The exhibition is a first in India for the husband-wife duo, who are also the festival directors of Dharamshala International Film Festival, which began in 2012. Married for more than 25 years now, the two stayed in London before making Dharamshala their home. “Our stories are about a certain community, and to understand it better we wanted to live within the community, to have that layered perspective. We also wanted our children to be close to nature, learn Hindi and Tibetan,” says Sarin.

The search for home, though, did take them to Tibet in 1998, where they filmed A Stranger in My Native Land, a poignant and personal account of Sonam’s first-ever visit to his homeland; from the Amdo Province, where the native language is lost, to Lhasa, where Sonam meets his long-lost relatives and gives a sense of the current times in the country.

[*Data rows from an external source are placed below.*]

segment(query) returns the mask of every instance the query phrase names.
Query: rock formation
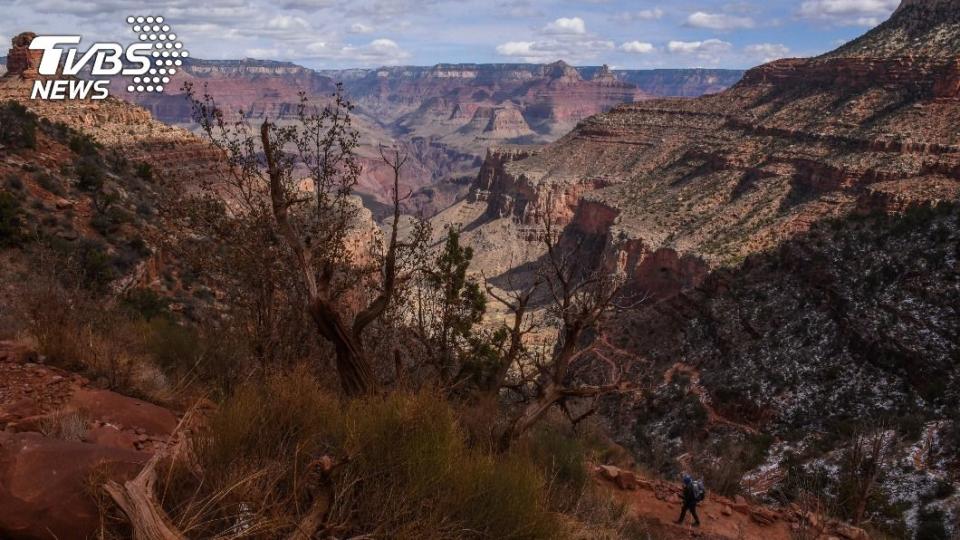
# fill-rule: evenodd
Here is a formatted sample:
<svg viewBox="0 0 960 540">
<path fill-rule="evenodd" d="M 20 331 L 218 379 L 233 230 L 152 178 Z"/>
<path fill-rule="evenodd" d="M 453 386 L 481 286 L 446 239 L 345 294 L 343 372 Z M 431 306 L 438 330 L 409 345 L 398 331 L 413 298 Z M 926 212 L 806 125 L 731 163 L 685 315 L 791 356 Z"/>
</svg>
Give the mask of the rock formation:
<svg viewBox="0 0 960 540">
<path fill-rule="evenodd" d="M 37 78 L 39 75 L 37 68 L 40 66 L 43 51 L 30 49 L 30 43 L 36 36 L 33 32 L 23 32 L 13 38 L 10 52 L 7 53 L 6 76 L 19 76 L 23 79 Z"/>
</svg>

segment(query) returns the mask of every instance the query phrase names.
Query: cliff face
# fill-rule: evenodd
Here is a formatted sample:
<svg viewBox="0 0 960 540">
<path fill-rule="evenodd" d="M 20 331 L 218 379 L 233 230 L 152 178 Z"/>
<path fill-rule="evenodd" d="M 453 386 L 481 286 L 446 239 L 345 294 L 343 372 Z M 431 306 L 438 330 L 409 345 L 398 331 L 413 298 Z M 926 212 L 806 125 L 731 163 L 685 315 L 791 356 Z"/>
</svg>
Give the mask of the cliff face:
<svg viewBox="0 0 960 540">
<path fill-rule="evenodd" d="M 549 211 L 651 295 L 609 329 L 652 389 L 609 404 L 624 444 L 670 472 L 678 456 L 710 470 L 749 453 L 730 474 L 782 496 L 788 459 L 833 467 L 850 444 L 838 433 L 882 421 L 909 464 L 885 469 L 881 496 L 956 515 L 957 497 L 929 492 L 955 483 L 960 455 L 945 412 L 960 399 L 958 14 L 957 0 L 904 2 L 837 51 L 489 158 L 486 219 L 529 237 Z M 906 516 L 877 520 L 906 537 Z"/>
<path fill-rule="evenodd" d="M 916 13 L 904 7 L 873 33 L 900 35 L 895 29 L 906 26 L 911 36 L 936 32 L 943 43 L 960 34 L 952 13 L 946 26 L 933 19 L 934 30 L 917 26 Z M 492 185 L 522 185 L 490 200 L 585 187 L 572 198 L 609 206 L 618 216 L 613 236 L 718 268 L 825 218 L 956 199 L 960 43 L 952 55 L 850 50 L 859 49 L 760 66 L 719 95 L 649 100 L 589 118 L 506 165 Z"/>
</svg>

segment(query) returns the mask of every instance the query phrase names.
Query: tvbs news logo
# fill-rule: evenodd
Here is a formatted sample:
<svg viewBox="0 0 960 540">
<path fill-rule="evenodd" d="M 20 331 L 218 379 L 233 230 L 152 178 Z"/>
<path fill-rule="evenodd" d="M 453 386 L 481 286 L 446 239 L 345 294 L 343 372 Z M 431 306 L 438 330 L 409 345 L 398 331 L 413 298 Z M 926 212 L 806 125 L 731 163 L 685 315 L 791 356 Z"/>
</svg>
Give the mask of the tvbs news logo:
<svg viewBox="0 0 960 540">
<path fill-rule="evenodd" d="M 109 77 L 117 75 L 126 78 L 127 92 L 163 92 L 190 53 L 163 17 L 131 15 L 127 24 L 138 41 L 126 47 L 97 42 L 80 53 L 80 36 L 33 38 L 30 48 L 43 51 L 37 68 L 40 75 L 76 76 L 89 68 L 90 79 L 38 79 L 33 83 L 30 99 L 105 99 L 110 95 Z"/>
</svg>

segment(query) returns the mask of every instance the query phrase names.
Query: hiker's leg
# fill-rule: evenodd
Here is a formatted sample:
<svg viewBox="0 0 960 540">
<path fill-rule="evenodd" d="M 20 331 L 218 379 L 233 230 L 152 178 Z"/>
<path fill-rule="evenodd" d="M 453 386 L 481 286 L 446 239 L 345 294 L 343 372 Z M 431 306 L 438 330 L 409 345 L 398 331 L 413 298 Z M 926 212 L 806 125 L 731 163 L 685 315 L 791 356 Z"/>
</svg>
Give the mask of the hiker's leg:
<svg viewBox="0 0 960 540">
<path fill-rule="evenodd" d="M 693 516 L 693 524 L 694 524 L 694 525 L 699 525 L 699 524 L 700 524 L 700 516 L 697 515 L 697 505 L 692 505 L 692 506 L 690 507 L 690 515 Z"/>
<path fill-rule="evenodd" d="M 680 519 L 677 520 L 677 523 L 683 523 L 683 519 L 687 517 L 687 504 L 683 504 L 683 508 L 680 509 Z"/>
</svg>

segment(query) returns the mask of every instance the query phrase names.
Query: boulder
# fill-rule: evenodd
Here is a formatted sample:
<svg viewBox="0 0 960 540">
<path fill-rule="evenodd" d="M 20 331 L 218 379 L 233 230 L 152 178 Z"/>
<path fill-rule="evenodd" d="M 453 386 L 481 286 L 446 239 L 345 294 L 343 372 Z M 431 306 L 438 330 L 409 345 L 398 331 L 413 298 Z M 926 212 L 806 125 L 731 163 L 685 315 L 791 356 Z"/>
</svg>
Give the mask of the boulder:
<svg viewBox="0 0 960 540">
<path fill-rule="evenodd" d="M 21 418 L 36 416 L 42 412 L 36 400 L 30 398 L 21 398 L 12 403 L 0 405 L 0 426 Z"/>
<path fill-rule="evenodd" d="M 90 497 L 93 475 L 132 478 L 148 454 L 38 433 L 0 432 L 0 538 L 93 538 L 99 512 Z"/>
<path fill-rule="evenodd" d="M 124 428 L 141 428 L 153 436 L 169 435 L 177 427 L 177 417 L 168 409 L 109 390 L 79 388 L 70 397 L 69 406 L 93 420 Z"/>
<path fill-rule="evenodd" d="M 141 440 L 143 437 L 144 440 Z M 108 448 L 119 448 L 123 450 L 139 450 L 138 443 L 145 442 L 146 436 L 138 435 L 132 431 L 122 431 L 116 426 L 110 424 L 96 426 L 87 431 L 83 441 L 106 446 Z"/>
<path fill-rule="evenodd" d="M 777 521 L 777 514 L 766 508 L 752 508 L 750 511 L 750 519 L 760 525 L 772 525 Z"/>
<path fill-rule="evenodd" d="M 615 483 L 618 488 L 625 491 L 634 491 L 640 485 L 640 481 L 633 471 L 627 471 L 613 465 L 599 465 L 596 471 L 600 473 L 603 478 L 610 480 Z"/>
</svg>

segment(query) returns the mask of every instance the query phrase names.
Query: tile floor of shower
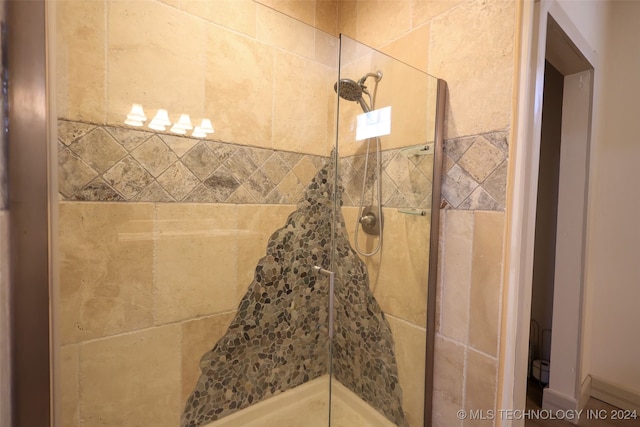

The room next door, at Khoj, has their critically acclaimed 26-minute film Some Questions on the Nature of Your Mind, commissioned by Thyssen-Bornemisza Art Contemporary, Vienna. Filmed in a Tibetan Buddhist monastery in south India, the narrative is built around three sets of debates dealing with the basic Buddhist concepts of impermanence, lack of self-existence and dependent-arising. Through the act of bringing out the issues, the filmmakers hope for a better future. After all, central to the exhibition is a large rotating Buddhist prayer wheel — a tribute to the courage of the self-immolators and a grim reminder of their cause. Each revolution strikes a tiny bell, its sharp ring dispelling ignorance and sending out a message of hope and peace.